Yet another example of how great the marriage between art and startups can be! In September 2014, the New Museum announced the opening of the first museum incubator, inviting young art and tech-oriented startups to share a space inside the walls of the institution. The selected entrepreneurs are to benefit from professional counseling, financial support, as well as powerful network of investors and museum specialists.

At first glance, it might seem strange for a museum to open up such a space when so many incubators already exist in the city – after all, cultural institutions aren’t usually seen as places for tech revolutions. However, this scene is quite hostile to art startups, even with a tech side. Those entrepreneurs usually have a hard time finding the right investors, support, or even encouragement – as New Museum staff points out, they’re often too artsy for tech investors and too tech-oriented for support from traditional art institutions.

New Inc allows young entrepreneurs to mix art, tech, and design, and encourages them to blend disciplines together. Few places offer such creative freedom and financial support, allowing its members to go beyond their usual scope of action, explore new horizons and create bridges between disciplines without the pressure of rentability and investors.

So far, a handful of start-ups have been selected to be part of the incubator for the next 12 months. The projects are all very different, but they all have the same purpose – mixing disciplines and opening new perspectives for digital culture and museums as a whole.

Some of the projects focus on visitor experience and the new frontiers of digital mediation. The dance company Hammerstep has joined the incubator hoping to develop a new and immersive way to interact with their audience for their play Indigo Grey, a special installation allowing visitors to control a cloud of fog with their body movements. Also focusing on visitor interaction, Studio Studio and The Principals have come together at NewInc to create REIFY, a startup that creates music-inspired 3D sculptures which can recreate the audio and visual atmosphere of the original piece when scanned on a smartphone..
Some other projects focus on more material aspects of culture: Yami Ichi is a Japanese group that sets up flea markets where digital concepts are translated into physical objects and sold on the stalls (think accepting a cookie or buying profile pictures – IRL).

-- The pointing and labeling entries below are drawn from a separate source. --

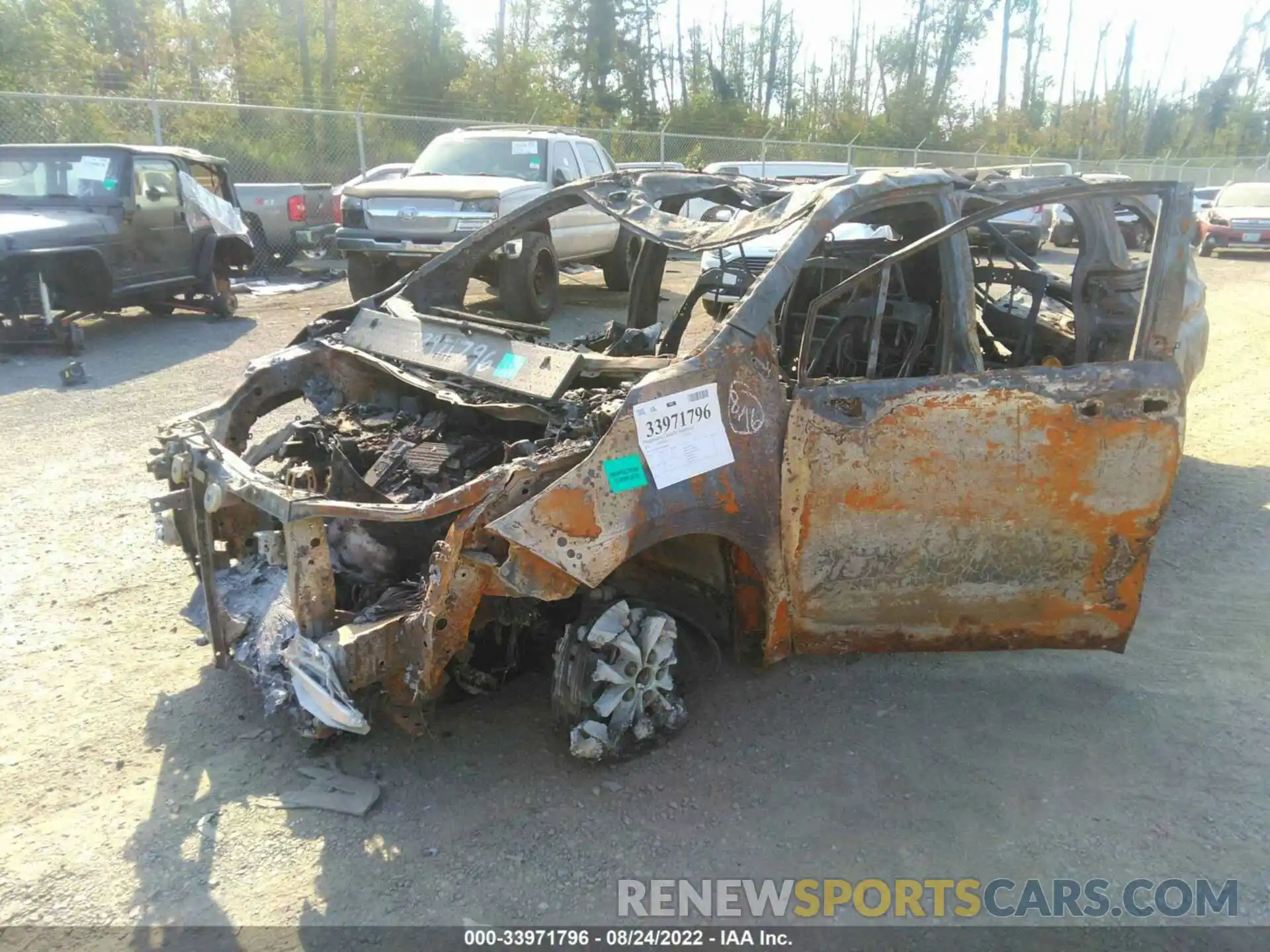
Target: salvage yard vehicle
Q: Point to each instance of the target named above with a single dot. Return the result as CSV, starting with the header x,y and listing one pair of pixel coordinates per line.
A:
x,y
287,220
97,227
460,183
1238,219
879,448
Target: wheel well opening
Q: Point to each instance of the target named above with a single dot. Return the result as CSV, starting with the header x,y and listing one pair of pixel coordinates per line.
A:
x,y
709,583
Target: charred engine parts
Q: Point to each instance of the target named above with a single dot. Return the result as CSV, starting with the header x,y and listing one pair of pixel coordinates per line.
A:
x,y
614,681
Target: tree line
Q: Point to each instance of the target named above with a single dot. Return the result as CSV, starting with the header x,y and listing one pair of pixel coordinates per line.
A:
x,y
636,63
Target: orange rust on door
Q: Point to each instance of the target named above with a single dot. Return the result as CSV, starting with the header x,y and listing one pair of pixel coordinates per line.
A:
x,y
1010,510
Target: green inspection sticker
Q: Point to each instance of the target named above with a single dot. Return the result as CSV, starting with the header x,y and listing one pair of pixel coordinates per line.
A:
x,y
625,473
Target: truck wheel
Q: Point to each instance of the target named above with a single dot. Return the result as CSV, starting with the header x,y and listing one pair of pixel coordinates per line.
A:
x,y
619,264
224,300
530,285
366,277
614,682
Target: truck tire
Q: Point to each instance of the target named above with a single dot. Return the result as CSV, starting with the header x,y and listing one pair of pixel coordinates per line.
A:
x,y
619,264
529,286
224,300
366,277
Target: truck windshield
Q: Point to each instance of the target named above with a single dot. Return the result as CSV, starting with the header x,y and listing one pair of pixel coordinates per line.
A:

For the New Museum, opening up such a space means having a grip on the latest developments in arts and technology. It also means having a pool of young and creative talents ready to work with them and develop common projects in order to make the change they want to see happen for themselves. All of these projects could be developed in the museum, get tested on the public, and help change visitor experience –  exchanging views with the entrepreneurs on a daily basis is a great way for the museum teams to challenge their perception of the institution and find new ideas.
Moreover, artists and entrepreneurs actually have way more in common that what we think – artist Mario Ybarra recently gave a speech pointing out the similarities between launching a startup and crafting a work of art. Artists and entrepreneurs go through the same creative process, passing through phases of intent, doubt, testing, and distribution and documentation.

When you think about it, cultural institutions themselves are entrepreneurs: for every new season, they have to bet on a new project, convince their public, and re-invent their product constantly. Museums are about inviting visitors to take risks and leave their comfort zones, but they’re also about documenting trials, mistakes, and successes.

NewInc isn’t just one more incubator – it’s also one more proof that museums can foster change and be on the front lines of innovation.